Grotte de Las Agnelas ou de Gabillou
Trésor gravé du Périgord, la grotte de Gabillou recèle un bestiaire paléolithique d'une densité exceptionnelle : plus de 200 figures animales et humaines incisées dans la roche il y a quelque 15 000 ans.
Histoire
Nichée dans les falaises calcaires qui surplombent la vallée de l'Isle, à Sourzac en Dordogne, la grotte de Gabillou — également connue sous le nom de grotte de Las Agnelas — constitue l'un des sanctuaires rupestres les plus denses et les plus mystérieux du Périgord.
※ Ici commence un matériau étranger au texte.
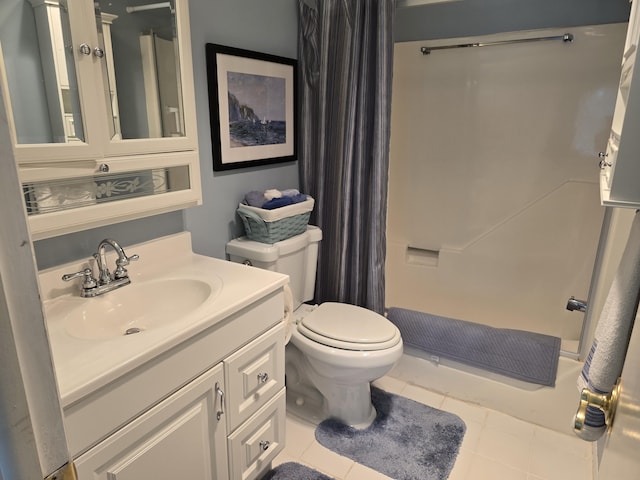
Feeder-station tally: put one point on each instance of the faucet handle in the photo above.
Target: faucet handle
(121, 272)
(88, 281)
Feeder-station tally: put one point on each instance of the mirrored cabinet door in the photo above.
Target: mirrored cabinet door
(89, 80)
(148, 73)
(41, 72)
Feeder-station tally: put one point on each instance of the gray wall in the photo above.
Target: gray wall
(463, 18)
(271, 27)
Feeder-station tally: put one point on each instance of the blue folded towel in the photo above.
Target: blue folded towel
(255, 199)
(277, 203)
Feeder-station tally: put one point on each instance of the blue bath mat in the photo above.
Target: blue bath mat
(407, 440)
(294, 471)
(531, 357)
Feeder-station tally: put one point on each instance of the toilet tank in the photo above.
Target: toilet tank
(296, 256)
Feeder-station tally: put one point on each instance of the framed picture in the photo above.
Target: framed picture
(252, 106)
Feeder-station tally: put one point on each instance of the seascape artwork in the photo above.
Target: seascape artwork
(257, 110)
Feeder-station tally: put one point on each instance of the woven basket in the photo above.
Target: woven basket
(258, 227)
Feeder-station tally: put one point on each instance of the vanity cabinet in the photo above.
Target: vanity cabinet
(620, 162)
(179, 438)
(228, 422)
(101, 110)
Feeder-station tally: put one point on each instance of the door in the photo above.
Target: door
(620, 460)
(182, 437)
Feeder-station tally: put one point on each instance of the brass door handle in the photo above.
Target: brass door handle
(606, 402)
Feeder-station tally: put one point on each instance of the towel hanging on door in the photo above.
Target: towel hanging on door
(604, 363)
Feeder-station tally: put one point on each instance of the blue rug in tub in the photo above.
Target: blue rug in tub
(527, 356)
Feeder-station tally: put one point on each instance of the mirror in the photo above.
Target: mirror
(143, 71)
(40, 71)
(137, 54)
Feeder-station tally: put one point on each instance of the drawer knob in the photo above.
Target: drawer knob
(220, 394)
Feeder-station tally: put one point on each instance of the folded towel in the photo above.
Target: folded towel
(272, 193)
(291, 192)
(255, 199)
(611, 338)
(278, 202)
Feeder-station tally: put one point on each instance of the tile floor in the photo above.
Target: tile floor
(495, 445)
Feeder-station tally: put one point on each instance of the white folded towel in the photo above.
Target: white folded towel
(272, 193)
(611, 338)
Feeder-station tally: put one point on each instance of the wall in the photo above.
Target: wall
(464, 18)
(269, 27)
(272, 27)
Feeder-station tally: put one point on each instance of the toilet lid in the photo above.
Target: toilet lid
(349, 327)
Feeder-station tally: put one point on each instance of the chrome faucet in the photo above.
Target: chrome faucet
(105, 281)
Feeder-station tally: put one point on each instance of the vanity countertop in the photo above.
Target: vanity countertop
(84, 364)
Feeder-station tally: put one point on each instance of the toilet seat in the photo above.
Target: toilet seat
(349, 327)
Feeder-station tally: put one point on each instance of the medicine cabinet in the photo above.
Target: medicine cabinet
(620, 162)
(101, 111)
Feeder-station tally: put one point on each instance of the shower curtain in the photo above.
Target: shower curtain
(346, 63)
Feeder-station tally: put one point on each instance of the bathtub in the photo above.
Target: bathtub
(550, 407)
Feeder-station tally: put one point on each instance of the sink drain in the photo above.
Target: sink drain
(131, 331)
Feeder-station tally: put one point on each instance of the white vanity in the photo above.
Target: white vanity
(197, 392)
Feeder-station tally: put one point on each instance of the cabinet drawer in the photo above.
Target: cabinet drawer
(255, 444)
(253, 375)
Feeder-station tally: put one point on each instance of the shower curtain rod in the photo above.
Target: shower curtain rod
(566, 38)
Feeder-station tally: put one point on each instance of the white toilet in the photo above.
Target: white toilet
(336, 349)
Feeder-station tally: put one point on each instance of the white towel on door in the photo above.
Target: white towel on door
(611, 338)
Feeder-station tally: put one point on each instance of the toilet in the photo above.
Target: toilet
(335, 350)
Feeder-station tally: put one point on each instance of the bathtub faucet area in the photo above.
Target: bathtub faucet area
(574, 304)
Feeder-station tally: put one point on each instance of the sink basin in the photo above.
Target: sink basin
(137, 308)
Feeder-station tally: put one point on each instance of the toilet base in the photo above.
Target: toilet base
(316, 398)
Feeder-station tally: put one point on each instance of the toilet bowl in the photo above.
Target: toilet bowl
(336, 350)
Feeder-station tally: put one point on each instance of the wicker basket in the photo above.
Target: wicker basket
(271, 226)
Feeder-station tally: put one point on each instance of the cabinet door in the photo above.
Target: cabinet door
(147, 76)
(254, 374)
(182, 437)
(47, 79)
(87, 80)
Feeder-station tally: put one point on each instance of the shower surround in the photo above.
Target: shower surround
(494, 213)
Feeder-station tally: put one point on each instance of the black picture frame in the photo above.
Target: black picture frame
(252, 107)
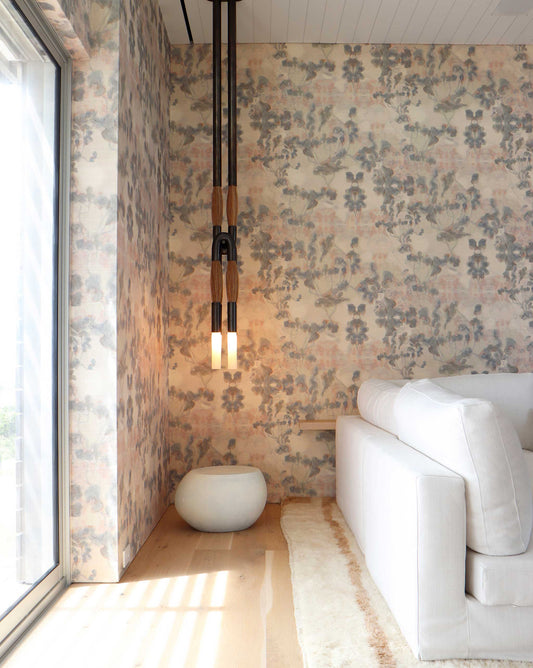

Découverte au début du XXe siècle, classée Monument historique dès 1942, elle témoigne avec une éloquence saisissante de la créativité et de la richesse symbolique des chasseurs-cueilleurs du Magdalénien. Ce qui distingue Gabillou de ses voisines illustres — Lascaux, Font-de-Gaume ou les Combarelles — c'est avant tout la profusion et la variété de son répertoire figuratif. En un espace relativement étroit, les artistes du Paléolithique supérieur ont incisé sur les parois une galerie animale foisonnante : bisons aux épaules massives, chevaux aux encolures puissantes, cervidés aux ramures déployées, rhinocéros laineux, mammouths et félins se succèdent dans une frénésie créatrice que l'on peine à imaginer à la lueur vacillante de lampes à graisse. La présence de représentations humaines, rares et stylisées, confère à l'ensemble une dimension anthropologique particulièrement précieuse. L'expérience de Gabillou est celle de l'intimité. Contrairement aux vastes cathédrales de pierre que sont certaines grottes ornées de la région, son couloir principal, étroit et sinueux, impose une proximité physique avec les gravures qui suscite un trouble profond. On se retrouve à toucher presque du regard les traits laissés par des mains humaines voilà quinze millénaires, dans un face-à-face avec l'art le plus ancien de l'humanité. Le cadre naturel renforce ce sentiment de communion avec la préhistoire. La vallée de l'Isle, verdoyante et discrète, n'a pas la renommée touristique de la Vézère toute proche, ce qui confère à la visite une atmosphère de découverte presque secrète. Pour l'amateur de préhistoire, Gabillou s'impose comme un détour indispensable, une halte hors du temps dans un Périgord qui n'en finit pas de révéler ses profondeurs.
Architecture
La grotte de Gabillou appartient au type des grottes-galeries, caractéristique des cavités karstiques façonnées par la dissolution lente du calcaire dans les falaises périgordines. Son plan général suit un couloir principal relativement étroit et sinueux, dont la longueur avoisine une centaine de mètres, avec un profil bas par endroits qui contraint le visiteur à progresser accroupi ou courbé. Cette configuration exiguë est précisément ce qui confère à la grotte son atmosphère d'une intensité particulière. Les parois, en calcaire du Crétacé, offrent une surface à grain fin particulièrement propice à la gravure. Les artistes magdaléniens ont exploité avec habileté les reliefs naturels de la roche — saillie, rentrant, craquelure — pour intégrer leurs figures dans le galbe même de la paroi, donnant parfois l'illusion d'un volume et d'un mouvement saisissants. Les techniques observées combinent incision directe au silex et, dans certains cas, des tracés au doigt ou à l'ocre, témoignant d'une pratique artistique diversifiée et maîtrisée. Le répertoire figuratif couvre la quasi-totalité des surfaces accessibles : chevaux, bisons, aurochs, cerfs, mammouths, rhinocéros laineux, ours et félins se superposent parfois en palimpsestes révélant des interventions successives sur plusieurs générations. La densité des représentations — plus de deux cents figures recensées — est l'une des plus élevées parmi les grottes ornées périgordines de taille comparable, ce qui fait de Gabillou un document archéologique d'une richesse documentaire exceptionnelle pour l'étude des pratiques symboliques du Paléolithique supérieur.